Five minutes later, when Kristen carried a tray into the sitting room, she found Sergio inspecting her huge array of gymnastics medals and trophies that she kept in a glass cabinet.
He turned to her and took the cup of coffee she handed him. ‘Do you ever resent that you gave up your sport for Nico?’
‘Not at all, although I can’t deny that I sometimes wonder whether I would have been good enough to win a world championship title,’ Kristen replied honestly.
‘So when you returned to England and discovered you were still expecting, it didn’t cross your mind to end the pregnancy?’
She drew a sharp breath, ‘Of course not. I was devastated when I had a miscarriage, and to be told that I was going to have a baby after all was wonderful—it felt like a miracle. How could you think I might not have wanted our child?’ She couldn’t disguise the tremor of hurt in her voice.
It probably had something to do with the fact that when he had been a child his mother had frequently told him she had not planned to fall pregnant with him and his twin brother and wished she’d had a termination, Sergio thought to himself. He shrugged. ‘When we met, your pursuit of a gymnastics career bordered on obsessive. You might have considered sacrificing an unplanned pregnancy. After all, you put gymnastics before our relationship.’
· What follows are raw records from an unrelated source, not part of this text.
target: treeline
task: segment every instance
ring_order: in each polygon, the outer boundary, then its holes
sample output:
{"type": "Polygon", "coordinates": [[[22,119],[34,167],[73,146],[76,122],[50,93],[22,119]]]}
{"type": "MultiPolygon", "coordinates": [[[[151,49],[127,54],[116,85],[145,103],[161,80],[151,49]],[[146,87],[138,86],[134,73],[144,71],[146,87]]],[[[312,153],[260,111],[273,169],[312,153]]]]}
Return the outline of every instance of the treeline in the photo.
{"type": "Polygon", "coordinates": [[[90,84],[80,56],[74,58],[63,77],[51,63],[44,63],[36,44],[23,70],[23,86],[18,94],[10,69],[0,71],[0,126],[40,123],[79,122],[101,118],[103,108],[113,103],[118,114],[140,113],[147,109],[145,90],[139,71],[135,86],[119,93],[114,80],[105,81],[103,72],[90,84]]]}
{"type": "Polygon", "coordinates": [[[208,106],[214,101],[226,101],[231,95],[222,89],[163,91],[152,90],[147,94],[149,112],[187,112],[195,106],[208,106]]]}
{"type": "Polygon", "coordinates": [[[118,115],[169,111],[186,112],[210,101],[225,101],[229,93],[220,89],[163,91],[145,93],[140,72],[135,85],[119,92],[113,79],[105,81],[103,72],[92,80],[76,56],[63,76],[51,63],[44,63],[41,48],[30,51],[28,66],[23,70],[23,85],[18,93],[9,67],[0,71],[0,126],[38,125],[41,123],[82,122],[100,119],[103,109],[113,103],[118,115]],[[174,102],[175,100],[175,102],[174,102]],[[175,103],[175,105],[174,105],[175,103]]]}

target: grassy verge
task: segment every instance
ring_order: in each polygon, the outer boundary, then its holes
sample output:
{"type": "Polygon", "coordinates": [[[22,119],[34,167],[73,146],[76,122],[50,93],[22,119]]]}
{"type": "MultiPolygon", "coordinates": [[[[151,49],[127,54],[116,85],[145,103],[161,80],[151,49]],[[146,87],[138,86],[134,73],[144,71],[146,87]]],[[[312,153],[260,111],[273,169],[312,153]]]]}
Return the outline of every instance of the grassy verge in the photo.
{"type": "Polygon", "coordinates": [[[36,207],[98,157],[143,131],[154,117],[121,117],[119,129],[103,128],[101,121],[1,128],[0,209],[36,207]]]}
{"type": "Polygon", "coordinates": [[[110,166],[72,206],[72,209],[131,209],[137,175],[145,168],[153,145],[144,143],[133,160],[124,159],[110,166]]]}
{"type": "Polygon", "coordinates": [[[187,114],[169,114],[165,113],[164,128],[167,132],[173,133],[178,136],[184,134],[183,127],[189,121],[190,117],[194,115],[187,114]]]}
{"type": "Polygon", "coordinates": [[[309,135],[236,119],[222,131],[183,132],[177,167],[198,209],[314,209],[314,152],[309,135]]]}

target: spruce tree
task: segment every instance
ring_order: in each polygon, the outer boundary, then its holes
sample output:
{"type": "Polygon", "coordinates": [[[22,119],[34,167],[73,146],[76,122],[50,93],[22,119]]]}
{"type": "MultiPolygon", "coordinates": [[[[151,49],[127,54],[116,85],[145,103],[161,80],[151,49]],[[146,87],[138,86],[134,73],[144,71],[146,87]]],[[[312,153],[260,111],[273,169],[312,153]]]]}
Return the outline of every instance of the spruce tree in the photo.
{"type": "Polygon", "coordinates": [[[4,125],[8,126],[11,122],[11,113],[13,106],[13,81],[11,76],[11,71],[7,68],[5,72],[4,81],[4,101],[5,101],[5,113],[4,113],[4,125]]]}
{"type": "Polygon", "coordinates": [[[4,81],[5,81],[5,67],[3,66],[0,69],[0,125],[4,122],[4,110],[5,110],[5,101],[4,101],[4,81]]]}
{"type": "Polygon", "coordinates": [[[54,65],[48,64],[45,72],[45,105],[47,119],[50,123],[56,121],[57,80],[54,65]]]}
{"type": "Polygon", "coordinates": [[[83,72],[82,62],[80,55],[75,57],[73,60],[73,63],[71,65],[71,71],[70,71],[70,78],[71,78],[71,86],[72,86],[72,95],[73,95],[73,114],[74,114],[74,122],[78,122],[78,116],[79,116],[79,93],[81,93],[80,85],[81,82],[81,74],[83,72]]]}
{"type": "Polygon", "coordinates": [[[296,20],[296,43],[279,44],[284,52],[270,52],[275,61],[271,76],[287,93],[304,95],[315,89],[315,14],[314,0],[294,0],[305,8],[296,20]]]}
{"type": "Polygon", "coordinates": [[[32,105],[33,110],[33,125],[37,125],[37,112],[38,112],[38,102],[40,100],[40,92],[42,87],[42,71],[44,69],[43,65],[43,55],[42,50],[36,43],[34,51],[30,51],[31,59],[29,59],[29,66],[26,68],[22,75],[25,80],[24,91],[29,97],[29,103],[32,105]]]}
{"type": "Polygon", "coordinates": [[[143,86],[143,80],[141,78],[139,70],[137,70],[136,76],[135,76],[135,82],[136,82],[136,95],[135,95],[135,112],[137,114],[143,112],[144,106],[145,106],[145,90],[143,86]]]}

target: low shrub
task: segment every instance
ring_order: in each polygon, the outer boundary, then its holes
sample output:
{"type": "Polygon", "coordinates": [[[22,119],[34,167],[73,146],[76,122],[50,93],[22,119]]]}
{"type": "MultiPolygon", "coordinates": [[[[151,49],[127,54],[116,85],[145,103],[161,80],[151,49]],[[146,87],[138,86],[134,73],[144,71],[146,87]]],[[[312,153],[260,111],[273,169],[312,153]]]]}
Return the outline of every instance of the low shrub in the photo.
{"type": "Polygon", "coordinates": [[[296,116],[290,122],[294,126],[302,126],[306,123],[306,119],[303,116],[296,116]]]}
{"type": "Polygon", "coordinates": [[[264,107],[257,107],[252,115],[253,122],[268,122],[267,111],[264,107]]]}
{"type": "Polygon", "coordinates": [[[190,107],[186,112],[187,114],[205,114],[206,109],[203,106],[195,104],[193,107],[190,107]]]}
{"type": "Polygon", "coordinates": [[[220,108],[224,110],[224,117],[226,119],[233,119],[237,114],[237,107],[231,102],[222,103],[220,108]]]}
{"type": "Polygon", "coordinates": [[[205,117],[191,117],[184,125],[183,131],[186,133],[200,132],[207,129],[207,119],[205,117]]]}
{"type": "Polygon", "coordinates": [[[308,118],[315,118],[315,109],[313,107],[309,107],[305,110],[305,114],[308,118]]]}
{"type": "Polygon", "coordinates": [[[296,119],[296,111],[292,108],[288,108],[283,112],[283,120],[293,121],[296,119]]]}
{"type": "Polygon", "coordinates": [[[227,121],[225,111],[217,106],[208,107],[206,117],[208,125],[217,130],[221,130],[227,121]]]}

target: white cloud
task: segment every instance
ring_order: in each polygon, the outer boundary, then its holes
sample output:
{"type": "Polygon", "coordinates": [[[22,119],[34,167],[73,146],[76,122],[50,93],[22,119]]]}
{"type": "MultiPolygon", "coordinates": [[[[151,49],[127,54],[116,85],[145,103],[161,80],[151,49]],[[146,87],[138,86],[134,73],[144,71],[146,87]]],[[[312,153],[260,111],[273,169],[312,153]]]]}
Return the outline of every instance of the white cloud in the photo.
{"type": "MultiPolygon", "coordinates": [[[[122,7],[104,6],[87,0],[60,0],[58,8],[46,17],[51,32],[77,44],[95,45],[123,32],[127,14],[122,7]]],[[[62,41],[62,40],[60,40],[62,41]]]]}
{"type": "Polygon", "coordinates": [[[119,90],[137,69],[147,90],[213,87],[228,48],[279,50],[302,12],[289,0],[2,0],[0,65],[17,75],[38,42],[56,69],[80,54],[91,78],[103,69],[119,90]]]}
‘That’s not true!’ Kristen was stung by the unfairness of his accusation.
‘You left me to devote yourself to achieving your dream of sporting glory.’
‘I left because you wanted our relationship, such as it was, to be solely on your terms. You demanded that I should give up my life—my gymnastics training, my university studies—to be your mistress, but you refused to make any compromises,’ Kristen said hotly. ‘The only thing that was important to you was your career. You travelled the world in pursuit of the next deal, the next million pounds to add to your fortune, but you refused to acknowledge that my dreams were important to me.’
She bit her lip. ‘Our relationship was just about sex as far as you were concerned, wasn’t it, Sergio?’ Her anger faded as quickly as it had flared and left her with a dull ache in her chest. There was no point in opening up old wounds. ‘You asked me to be your mistress, but in the same breath you told me that you were not interested in commitment. What did you expect me to do,’ she asked bitterly, ‘give up everything I’d worked so hard for, for an affair that might last a few months at most?’